Which leads to why I chose The $100 Startup by Chris Guillegeau.
I’m more of a fiction / sci-fi / fantasy / snarky / comedy kind of girl. Non-fiction doesn’t typically float my boat. There isn’t enough cussing to please me. And maybe a bit of romance would be nice. There is nothing sweet and sexy about saving, making, or investing money. But I also admit that it sucks to be poor. And I’m going to allow The $100 Startup to be my guide in beating that lifestyle.
*go team Andi-Roo*
So now on to my review.
The first bit — the Prologue, or Manifesto, or what I like to call Introductory The Shout Out — covers some basic vocab:
business typically run by only one person,
without much in the way of startup capital,
earning enough to make a good living.
and some basic cheerleading:
“You can do this, too.”
The two Key Themes discussed throughout are:
Learn to think in terms of how to get the money you need,
rather than by cutting costs or working for someone else.
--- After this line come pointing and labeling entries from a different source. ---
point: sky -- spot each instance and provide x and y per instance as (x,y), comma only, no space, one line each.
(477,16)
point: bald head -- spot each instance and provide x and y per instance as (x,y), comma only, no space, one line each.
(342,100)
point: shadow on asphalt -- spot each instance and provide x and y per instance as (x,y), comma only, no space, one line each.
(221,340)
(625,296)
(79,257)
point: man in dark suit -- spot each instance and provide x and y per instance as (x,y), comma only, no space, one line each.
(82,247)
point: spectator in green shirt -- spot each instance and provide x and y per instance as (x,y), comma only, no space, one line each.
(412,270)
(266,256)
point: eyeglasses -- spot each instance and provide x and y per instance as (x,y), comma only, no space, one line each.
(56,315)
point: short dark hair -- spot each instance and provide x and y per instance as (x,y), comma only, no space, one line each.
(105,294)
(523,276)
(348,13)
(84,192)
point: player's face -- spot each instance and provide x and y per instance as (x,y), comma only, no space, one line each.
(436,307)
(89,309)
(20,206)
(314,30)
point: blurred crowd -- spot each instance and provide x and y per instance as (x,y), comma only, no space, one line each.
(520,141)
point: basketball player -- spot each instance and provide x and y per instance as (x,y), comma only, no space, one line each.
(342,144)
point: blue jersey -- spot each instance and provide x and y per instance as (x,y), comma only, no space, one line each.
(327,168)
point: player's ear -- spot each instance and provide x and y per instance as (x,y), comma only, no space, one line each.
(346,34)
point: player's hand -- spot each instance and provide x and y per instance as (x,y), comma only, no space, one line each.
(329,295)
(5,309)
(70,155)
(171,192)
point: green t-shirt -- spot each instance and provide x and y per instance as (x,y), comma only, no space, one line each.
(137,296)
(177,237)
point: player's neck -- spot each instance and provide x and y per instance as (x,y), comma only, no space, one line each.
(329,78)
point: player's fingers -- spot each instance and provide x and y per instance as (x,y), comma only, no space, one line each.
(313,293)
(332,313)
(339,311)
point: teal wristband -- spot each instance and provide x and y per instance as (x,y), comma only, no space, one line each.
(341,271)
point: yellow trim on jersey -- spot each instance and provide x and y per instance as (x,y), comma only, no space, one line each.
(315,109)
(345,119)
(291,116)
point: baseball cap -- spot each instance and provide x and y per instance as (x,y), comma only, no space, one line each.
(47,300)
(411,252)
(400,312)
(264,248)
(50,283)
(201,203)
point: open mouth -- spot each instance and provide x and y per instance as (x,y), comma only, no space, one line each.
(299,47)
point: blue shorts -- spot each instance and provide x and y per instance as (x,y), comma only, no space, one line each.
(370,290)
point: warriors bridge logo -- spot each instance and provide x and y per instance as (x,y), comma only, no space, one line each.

Start with a list of what you want to do
(and how to make it happen),
rather than with a list of available choices
based on your current budget.
If you even make just enough to pay the bills,
and not much more,
you will have gained something
more valuable than money:
Value is created
when a person makes something useful
and shares it with the world.
Your odds of success will go up
the more you understand
how your skills and knowledge
can be useful to others.
I’m not sure what skills and knowledge I have that would be useful to others besides a well-slung “douch-nugget” now and again, but I’m going to sit down and attempt a list. It might include, “I write good words.”
Find a way to live your dream
and make a good living
from something about which you care deeply.
My dream is to have someone ELSE put away all the laundry so I can sit here on my laptop and cuss in a variety of ways. I find that an entertaining notion. I wonder if I can make a good living off of cussing? Probably not. But, to be fair, it *IS* something about which I care deeply. I also care deeply about having Coke in the fridge. Wonder if there’s any money in that? OMG, I’m being facetious. I’m sorry. I’ll stop now.
the new movement urging small business owners to
“[earn] a good living
while crafting a life of independence and purpose.”
Finally, my favorite part of this section:
“The goal isn’t to get rich quickly
but to build something
that other people will value
enough to pay for.”
And you know why this was my favorite part? Because my hubz and I have said over and over that we really don’t WANT to be rich. We don’t want a bigger house — just maybe the same house without all the paint peeling off, and perhaps floors that aren’t so crooked that they create a new atmosphere in our aquarium. We don’t want five shiny new cars, just maybe two old cars that both run, and the money to have regular check-ups and oil changes applied. We don’t want a pool in the backyard, but maybe just the money to afford a summer pass to the community pool up the road in our little village. And we don’t want to ever eat at a five-star restaurant, because that would just be an exercise in ON PURPOSE looking stupid.
I’ve actually read all the way through Chapter Five in The $100 Startup… but only taken notes through Chapter One. Yet this post merely covers the Prologue. Methinks we’re in for a treat. Hope you’re all in it with me!